To certify that your users have the appropriate levels of access to resources and applications, you need to populate the OpenText Identity Governance catalog with the identities, applications, application accounts, and application permissions that exist in your environment.
Data sources are data repositories located on-premises or on the cloud from which OpenText Identity Governance collects data using collector templates. OpenText Identity Governance uses these sources to collect and merge data from a variety of sources and adds them to the catalog to facilitate governance operations.

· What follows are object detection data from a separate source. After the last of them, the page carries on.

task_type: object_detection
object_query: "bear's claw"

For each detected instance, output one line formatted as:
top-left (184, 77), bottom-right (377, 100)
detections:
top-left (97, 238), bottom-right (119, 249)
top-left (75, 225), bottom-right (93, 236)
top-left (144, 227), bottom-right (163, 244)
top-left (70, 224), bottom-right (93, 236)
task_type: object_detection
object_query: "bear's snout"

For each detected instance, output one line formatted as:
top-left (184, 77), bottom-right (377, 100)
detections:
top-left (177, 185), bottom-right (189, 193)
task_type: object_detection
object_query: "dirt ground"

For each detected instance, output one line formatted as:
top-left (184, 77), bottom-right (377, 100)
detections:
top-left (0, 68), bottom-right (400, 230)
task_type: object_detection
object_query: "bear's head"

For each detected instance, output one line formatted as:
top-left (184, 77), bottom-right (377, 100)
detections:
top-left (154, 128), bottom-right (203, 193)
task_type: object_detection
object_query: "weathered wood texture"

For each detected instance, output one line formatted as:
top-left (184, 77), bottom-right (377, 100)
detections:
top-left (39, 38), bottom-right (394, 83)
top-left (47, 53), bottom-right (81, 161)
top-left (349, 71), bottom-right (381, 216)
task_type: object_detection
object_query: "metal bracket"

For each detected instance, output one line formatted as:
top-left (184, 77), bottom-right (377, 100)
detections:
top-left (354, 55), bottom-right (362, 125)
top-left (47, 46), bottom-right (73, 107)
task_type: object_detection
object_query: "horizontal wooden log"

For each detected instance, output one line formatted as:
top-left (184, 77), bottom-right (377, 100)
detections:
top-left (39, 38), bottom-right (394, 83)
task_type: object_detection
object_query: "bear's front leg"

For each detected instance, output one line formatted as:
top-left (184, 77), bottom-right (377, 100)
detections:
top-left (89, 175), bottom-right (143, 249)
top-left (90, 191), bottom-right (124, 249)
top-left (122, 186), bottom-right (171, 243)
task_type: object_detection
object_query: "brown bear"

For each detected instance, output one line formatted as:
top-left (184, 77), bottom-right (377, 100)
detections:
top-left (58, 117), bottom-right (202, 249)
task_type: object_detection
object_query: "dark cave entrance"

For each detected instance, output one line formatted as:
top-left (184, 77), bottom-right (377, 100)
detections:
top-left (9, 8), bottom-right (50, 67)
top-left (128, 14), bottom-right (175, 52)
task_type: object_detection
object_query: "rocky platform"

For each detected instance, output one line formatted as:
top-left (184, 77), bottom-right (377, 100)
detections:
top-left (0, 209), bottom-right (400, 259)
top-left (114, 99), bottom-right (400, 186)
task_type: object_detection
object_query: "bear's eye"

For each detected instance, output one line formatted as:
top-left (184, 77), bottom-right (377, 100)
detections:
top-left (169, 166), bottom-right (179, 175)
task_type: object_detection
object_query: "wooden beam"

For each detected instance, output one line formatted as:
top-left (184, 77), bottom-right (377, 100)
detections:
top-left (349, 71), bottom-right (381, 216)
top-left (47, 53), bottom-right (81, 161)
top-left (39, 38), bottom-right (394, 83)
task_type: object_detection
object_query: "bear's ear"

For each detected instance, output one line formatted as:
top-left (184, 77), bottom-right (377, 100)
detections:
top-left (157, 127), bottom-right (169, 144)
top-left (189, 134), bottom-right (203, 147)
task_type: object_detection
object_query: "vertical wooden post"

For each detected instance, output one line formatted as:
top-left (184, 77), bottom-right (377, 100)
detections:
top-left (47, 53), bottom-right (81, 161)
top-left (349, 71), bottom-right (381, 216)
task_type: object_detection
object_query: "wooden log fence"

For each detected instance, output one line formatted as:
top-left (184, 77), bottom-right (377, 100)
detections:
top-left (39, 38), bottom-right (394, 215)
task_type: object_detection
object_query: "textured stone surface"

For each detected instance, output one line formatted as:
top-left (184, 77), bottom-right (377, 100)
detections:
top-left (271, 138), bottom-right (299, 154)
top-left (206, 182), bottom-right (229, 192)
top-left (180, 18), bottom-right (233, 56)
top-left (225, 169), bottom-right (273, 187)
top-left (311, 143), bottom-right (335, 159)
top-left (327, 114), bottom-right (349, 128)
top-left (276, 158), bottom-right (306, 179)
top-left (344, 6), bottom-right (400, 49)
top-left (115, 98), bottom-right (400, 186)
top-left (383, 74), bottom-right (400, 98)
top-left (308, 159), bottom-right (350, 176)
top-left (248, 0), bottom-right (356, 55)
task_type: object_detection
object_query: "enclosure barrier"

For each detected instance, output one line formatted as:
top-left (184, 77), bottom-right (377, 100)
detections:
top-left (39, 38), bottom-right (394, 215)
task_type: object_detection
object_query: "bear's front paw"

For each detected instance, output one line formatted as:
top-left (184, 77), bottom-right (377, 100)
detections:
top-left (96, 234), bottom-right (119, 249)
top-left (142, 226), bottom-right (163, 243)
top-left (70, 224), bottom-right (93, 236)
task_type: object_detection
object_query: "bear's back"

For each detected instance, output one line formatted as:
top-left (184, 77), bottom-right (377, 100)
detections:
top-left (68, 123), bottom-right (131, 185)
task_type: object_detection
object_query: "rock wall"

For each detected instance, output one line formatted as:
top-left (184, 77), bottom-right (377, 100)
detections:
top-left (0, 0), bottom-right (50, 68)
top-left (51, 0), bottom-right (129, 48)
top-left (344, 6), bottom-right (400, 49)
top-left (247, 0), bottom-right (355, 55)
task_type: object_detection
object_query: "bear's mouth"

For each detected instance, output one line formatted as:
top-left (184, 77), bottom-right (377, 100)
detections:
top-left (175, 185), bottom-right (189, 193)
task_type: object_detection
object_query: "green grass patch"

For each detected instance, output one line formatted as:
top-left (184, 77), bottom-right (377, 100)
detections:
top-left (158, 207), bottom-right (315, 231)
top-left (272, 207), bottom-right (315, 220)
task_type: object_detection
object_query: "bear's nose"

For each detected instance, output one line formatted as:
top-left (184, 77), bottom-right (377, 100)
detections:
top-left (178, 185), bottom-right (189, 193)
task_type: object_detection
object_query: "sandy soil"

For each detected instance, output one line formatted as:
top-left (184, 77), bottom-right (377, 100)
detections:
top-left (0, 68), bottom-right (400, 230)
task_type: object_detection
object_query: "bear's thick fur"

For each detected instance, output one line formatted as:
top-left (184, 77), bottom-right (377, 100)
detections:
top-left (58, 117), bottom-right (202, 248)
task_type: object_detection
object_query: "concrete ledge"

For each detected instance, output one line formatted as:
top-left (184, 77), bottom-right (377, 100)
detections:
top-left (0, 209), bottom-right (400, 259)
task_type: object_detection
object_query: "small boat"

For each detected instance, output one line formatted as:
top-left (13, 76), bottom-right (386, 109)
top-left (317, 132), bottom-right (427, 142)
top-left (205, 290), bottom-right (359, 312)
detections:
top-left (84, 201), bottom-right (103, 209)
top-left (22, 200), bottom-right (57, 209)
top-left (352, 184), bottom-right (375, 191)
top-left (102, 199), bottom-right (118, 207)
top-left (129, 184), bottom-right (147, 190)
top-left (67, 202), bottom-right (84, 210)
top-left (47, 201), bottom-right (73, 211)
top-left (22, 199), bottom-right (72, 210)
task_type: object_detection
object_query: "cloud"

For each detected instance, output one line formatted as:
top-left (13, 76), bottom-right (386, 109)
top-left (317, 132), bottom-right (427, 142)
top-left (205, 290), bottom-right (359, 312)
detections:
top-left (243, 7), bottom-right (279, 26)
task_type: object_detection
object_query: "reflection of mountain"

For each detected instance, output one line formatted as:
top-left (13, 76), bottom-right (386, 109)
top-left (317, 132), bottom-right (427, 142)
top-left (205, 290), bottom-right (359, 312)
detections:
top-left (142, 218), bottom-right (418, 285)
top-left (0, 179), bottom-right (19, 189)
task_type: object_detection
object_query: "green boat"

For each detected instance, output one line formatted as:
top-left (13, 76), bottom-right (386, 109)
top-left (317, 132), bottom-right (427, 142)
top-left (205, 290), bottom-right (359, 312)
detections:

Identity Governance supports the following types of data sources:
Identity data sources to collect, merge, and publish identities and groups.
Application data sources to collect and publish accounts and permissions from a single application source using one or more collector templates.
Application definition sources to collect application entities. Application definition data sources collect application records, but do not collect application data such as accounts and permissions. When you publish an application definition data source, the associated applications appear in the catalog. The application definition data source itself does not appear in the catalog. To collect and publish the associated applications’ data (accounts and permissions), you will need to configure collectors on the application source.
Before collecting from the data source, you might need to prepare your data. If a date attribute in your data source uses a non-Java format, OpenText Identity Governance does not recognize the data as a date. For example, if the StartDate attribute uses “YYYY/MM/DD” fixed-length format and you want to collect it in date format, the collection will show an error. OpenText Identity Governance uses only the default format for Oracle Java for date attributes. In this scenario, you might “clean” the data by converting the attribute values to Java’s default date format, which uses the number of milliseconds that have elapsed since midnight, January 1, 1970. Alternately, you could collect the date value in string format so that you will be able to see the native value. This method also guarantees that the data does not have to be “clean” to be collected.